Despairing that no one would ever be brought to account, in 2010 Mrs Murrell wrote a three-page letter to Olivier in prison, entreating her — ‘as one mother to another’ — to ‘re-examine your conscience and tell me the truth’. Her admirably restrained missive was met with silence.
‘Her lawyers said it [the letter] was a trick, that it wasn’t proper, and I was upset about that,’ Mrs Murrell said last week. ‘It wasn’t a trick, it was heartfelt.’
She and Mr Parrish remain close and have fought the 33-year campaign side-by-side, often travelling to France to seek new clues.
Both have spoken about the devastation of losing their daughter. After Mrs Murrell read the autopsy report, she says she urged him not to look at it, but he felt compelled.
Last week, those of us in court listened in disbelief as the details, too shocking to describe here, were recited.
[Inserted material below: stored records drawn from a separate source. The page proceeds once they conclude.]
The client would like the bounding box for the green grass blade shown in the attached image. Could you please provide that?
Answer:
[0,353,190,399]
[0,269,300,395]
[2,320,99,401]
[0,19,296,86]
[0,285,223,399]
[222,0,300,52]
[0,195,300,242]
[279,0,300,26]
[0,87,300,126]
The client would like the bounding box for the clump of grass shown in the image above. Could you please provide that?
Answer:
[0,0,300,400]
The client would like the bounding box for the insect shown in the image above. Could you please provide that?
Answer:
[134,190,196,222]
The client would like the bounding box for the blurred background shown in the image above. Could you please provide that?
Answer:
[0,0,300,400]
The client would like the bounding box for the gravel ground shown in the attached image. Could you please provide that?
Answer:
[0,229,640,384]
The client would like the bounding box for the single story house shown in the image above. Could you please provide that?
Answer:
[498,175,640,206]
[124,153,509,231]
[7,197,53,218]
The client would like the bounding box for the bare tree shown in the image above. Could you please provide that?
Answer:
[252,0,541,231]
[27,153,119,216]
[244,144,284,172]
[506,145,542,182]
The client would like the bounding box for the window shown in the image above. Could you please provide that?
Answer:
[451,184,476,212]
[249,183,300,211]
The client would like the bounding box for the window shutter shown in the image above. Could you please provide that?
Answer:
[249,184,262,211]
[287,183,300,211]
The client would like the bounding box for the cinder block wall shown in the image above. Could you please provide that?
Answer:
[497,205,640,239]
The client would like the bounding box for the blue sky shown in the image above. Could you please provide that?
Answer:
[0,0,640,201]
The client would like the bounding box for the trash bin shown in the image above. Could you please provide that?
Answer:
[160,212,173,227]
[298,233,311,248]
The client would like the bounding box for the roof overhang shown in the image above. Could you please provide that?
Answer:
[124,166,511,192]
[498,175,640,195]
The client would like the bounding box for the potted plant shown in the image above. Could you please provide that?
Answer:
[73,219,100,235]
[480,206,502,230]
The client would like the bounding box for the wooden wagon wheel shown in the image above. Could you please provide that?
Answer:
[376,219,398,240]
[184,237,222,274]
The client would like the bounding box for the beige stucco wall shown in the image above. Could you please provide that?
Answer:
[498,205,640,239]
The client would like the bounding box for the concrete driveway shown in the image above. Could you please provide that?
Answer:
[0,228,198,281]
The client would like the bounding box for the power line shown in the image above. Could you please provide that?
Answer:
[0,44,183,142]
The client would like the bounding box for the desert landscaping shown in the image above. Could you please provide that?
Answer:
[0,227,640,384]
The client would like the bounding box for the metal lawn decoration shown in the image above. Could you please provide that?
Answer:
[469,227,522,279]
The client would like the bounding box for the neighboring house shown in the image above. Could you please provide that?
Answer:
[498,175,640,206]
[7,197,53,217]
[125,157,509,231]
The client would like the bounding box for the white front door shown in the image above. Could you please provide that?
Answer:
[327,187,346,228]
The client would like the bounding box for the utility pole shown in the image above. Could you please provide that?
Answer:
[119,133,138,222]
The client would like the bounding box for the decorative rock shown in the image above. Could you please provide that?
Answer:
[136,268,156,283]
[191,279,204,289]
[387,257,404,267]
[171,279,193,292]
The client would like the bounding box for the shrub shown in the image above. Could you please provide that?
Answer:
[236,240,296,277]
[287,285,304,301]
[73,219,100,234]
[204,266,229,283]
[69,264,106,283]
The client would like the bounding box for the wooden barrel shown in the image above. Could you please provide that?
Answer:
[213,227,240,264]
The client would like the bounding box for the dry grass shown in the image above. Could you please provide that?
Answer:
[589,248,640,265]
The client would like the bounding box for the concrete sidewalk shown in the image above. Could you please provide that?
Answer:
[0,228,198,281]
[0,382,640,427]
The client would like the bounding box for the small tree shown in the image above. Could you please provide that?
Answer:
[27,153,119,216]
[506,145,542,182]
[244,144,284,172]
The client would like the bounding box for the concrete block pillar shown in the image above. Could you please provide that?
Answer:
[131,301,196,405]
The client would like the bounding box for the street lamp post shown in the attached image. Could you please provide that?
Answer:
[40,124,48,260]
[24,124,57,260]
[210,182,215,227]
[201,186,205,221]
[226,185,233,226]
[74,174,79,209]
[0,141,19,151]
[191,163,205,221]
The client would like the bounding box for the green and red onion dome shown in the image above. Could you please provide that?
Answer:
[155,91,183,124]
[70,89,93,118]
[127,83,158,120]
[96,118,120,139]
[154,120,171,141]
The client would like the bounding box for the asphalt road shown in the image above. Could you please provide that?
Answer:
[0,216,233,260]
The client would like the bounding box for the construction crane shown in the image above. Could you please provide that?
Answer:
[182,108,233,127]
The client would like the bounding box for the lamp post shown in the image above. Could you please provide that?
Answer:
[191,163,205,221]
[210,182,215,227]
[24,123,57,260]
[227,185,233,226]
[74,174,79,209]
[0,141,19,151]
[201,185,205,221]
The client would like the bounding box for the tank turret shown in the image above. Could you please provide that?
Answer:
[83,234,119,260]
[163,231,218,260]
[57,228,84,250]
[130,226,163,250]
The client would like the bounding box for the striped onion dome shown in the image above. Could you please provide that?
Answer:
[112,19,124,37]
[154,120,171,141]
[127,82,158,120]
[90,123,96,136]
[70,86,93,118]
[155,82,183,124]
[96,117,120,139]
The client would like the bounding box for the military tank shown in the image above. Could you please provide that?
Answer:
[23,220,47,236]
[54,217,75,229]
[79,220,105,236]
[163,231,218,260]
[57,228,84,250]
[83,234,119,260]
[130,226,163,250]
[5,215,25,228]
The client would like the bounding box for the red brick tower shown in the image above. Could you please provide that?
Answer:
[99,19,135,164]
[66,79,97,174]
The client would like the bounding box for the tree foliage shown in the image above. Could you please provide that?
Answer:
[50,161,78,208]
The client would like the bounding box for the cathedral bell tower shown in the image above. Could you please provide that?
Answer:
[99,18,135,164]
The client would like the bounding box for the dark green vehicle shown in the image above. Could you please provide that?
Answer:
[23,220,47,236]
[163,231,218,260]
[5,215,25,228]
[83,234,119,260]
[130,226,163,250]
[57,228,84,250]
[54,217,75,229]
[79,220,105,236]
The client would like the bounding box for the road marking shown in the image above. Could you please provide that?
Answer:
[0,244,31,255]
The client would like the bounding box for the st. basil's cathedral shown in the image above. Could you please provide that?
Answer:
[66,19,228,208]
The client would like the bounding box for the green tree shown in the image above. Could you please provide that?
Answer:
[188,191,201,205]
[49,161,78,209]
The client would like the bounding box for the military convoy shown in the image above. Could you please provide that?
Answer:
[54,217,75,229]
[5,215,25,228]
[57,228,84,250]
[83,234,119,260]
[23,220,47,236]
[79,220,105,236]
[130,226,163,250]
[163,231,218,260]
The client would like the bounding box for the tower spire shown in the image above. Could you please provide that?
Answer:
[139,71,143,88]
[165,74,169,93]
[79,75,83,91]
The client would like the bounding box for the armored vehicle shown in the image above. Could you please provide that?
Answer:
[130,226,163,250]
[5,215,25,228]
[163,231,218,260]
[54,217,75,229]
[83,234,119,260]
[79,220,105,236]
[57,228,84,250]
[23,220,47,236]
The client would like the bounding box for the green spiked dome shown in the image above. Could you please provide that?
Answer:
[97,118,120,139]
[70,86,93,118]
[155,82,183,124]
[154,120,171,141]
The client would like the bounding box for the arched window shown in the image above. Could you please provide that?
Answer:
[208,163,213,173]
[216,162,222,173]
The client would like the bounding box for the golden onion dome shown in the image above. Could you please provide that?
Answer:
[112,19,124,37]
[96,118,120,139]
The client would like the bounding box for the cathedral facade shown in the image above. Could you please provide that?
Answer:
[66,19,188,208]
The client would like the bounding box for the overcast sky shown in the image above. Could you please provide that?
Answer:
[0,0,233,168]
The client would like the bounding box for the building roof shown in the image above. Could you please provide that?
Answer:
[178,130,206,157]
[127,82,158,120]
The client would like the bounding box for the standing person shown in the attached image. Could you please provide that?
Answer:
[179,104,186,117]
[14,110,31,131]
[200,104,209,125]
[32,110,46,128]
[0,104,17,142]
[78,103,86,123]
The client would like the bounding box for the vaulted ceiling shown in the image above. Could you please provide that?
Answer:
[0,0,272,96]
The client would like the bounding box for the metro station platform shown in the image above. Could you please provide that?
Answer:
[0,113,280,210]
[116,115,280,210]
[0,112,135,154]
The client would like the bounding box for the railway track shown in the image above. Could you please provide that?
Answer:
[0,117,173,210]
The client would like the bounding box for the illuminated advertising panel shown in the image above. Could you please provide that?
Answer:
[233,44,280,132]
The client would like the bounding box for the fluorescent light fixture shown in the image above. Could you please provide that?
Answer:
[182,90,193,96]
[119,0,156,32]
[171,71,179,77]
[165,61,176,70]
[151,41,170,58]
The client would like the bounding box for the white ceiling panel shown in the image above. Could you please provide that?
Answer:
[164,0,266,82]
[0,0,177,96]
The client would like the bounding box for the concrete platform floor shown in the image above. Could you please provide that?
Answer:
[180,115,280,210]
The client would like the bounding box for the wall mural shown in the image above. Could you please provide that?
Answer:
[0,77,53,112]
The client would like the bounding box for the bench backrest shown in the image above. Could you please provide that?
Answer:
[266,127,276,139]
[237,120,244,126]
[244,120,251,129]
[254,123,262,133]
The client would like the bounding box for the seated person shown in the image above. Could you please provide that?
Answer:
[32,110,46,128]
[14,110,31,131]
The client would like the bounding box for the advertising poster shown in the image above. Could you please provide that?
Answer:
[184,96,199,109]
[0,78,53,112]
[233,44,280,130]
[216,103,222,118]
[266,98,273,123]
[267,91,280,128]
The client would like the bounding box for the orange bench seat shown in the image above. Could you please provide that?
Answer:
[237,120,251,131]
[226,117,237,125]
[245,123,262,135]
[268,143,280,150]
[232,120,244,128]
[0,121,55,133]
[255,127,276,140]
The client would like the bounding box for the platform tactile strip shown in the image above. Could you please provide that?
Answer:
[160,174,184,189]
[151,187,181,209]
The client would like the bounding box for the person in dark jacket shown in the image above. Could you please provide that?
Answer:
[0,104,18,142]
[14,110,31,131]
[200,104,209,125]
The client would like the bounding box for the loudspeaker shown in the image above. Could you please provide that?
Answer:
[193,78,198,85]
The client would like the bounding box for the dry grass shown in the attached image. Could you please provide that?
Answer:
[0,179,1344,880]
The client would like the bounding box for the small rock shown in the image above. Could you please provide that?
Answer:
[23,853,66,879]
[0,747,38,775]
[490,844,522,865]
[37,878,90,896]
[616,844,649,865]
Mr Parrish has also alluded to the devastating effect Joanna’s death had on her younger brother, Barney, then aged 17.
‘He saw her as a guiding light and was a lost soul… he didn’t talk about it for months,’ he said.
Last week, Joanna’s parents contemptuously dismissed Olivier’s appeal for absolution. ‘I can’t imagine that any mother would be able to live with themselves,’ Mrs Murrell told a TV reporter. ‘And now she’s pushing the victim bit.’
Having listened to Olivier’s self-pitying litany of excuses over the past week, nor does this reporter. A Belgian prosecutor who interrogated her says he only saw her cry once, when he took her on a fruitless hunt for bodies that she and Fourniret had buried.
She wept not for the dead girls — but because her handcuffs were too tight. It will be telling to see whether the Ogress’s blank eyes are pricked by tears today.